A 23-year-old male presents to the ER with a fracture of his humerus, sustained in what appeared to be a minor fall. He has a history of multiple fractures after a seemingly minor trauma. He also has “sky blue” sclera and an aortic regurg murmur. His underlying problem is most likely due to a mutation in which one of the following proteins?
(A) Fibrillin
(B) Type 1 collagen
(C) Type IV collagen
(D) α1-Antitrypsin
(E) β-Myosin heavy chain

Answer 35

The answer is B. The patient is exhibiting the signs of osteogenesis imperfecta, brittle bones, as exemplified by various mutations in type 1 collagen, the building blocks of the bones.

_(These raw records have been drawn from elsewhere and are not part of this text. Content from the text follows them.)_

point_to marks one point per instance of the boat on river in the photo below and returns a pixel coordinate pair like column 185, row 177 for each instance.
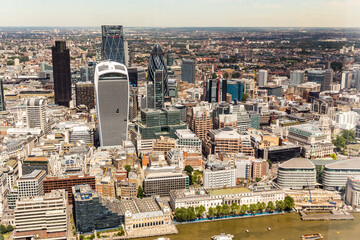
column 222, row 236
column 314, row 236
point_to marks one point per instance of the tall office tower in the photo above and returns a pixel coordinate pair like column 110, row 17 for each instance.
column 157, row 62
column 296, row 77
column 188, row 71
column 262, row 77
column 113, row 46
column 85, row 94
column 36, row 113
column 155, row 91
column 346, row 78
column 2, row 98
column 356, row 73
column 62, row 73
column 112, row 102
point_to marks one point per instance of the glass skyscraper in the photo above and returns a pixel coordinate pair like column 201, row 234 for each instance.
column 157, row 62
column 112, row 102
column 113, row 47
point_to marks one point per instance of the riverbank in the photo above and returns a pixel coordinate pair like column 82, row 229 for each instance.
column 230, row 217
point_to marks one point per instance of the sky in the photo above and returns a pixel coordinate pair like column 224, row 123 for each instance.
column 181, row 13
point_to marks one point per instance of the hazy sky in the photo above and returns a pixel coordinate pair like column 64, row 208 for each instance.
column 178, row 13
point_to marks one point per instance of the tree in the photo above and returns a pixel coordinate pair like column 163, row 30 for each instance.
column 218, row 210
column 128, row 169
column 235, row 75
column 188, row 169
column 225, row 209
column 234, row 208
column 289, row 203
column 270, row 207
column 140, row 192
column 244, row 208
column 253, row 208
column 211, row 212
column 279, row 205
column 200, row 211
column 245, row 97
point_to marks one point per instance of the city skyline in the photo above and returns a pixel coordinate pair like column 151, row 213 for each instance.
column 199, row 13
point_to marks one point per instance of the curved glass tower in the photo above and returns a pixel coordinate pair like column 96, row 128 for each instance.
column 112, row 102
column 157, row 62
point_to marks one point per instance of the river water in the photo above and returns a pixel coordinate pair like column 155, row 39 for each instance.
column 286, row 227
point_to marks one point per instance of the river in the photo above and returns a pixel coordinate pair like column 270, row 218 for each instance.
column 286, row 227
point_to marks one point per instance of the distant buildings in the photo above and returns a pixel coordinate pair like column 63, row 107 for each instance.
column 84, row 92
column 113, row 43
column 42, row 217
column 161, row 183
column 297, row 77
column 188, row 71
column 62, row 73
column 219, row 176
column 335, row 175
column 112, row 102
column 157, row 62
column 297, row 174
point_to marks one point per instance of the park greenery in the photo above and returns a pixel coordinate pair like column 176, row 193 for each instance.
column 345, row 138
column 191, row 213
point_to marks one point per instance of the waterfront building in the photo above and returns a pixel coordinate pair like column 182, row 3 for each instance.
column 297, row 174
column 297, row 77
column 62, row 73
column 161, row 183
column 92, row 212
column 157, row 62
column 188, row 71
column 112, row 102
column 352, row 192
column 85, row 94
column 263, row 75
column 217, row 197
column 31, row 184
column 42, row 217
column 113, row 43
column 32, row 163
column 335, row 175
column 219, row 176
column 67, row 182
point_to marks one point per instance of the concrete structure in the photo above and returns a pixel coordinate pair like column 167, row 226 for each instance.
column 161, row 183
column 219, row 176
column 352, row 193
column 297, row 174
column 112, row 102
column 44, row 217
column 335, row 175
column 31, row 184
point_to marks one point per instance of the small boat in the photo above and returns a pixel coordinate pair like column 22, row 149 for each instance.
column 314, row 236
column 222, row 236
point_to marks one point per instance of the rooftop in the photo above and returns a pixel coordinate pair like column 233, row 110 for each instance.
column 296, row 163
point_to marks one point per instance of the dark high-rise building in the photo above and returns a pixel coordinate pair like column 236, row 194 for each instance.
column 113, row 47
column 85, row 94
column 62, row 73
column 2, row 98
column 157, row 62
column 188, row 71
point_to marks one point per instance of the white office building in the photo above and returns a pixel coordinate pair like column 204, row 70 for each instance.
column 42, row 216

The aortic regurgitation murmur is also due to a lack of type 1 collagen in the extracellular matrix of the aorta. Mutations in fibrillin give rise to Marfan syndrome, which does exhibit long bones, but not brittle or easily broken bones. Marfan syndrome would also be associated with lens dislocation, which is not occurring in this patient. Mutations in type IV collagen would lead to Alport syndrome, not brittle bones, and there is no mention of kidney/urine problems with the patient. A defect in α1-antitrypsin would lead to emphysema (not brittle bones), and a mutation in β-myosin heavy chain would lead to hypertrophic cardiomyopathy, not brittle bones.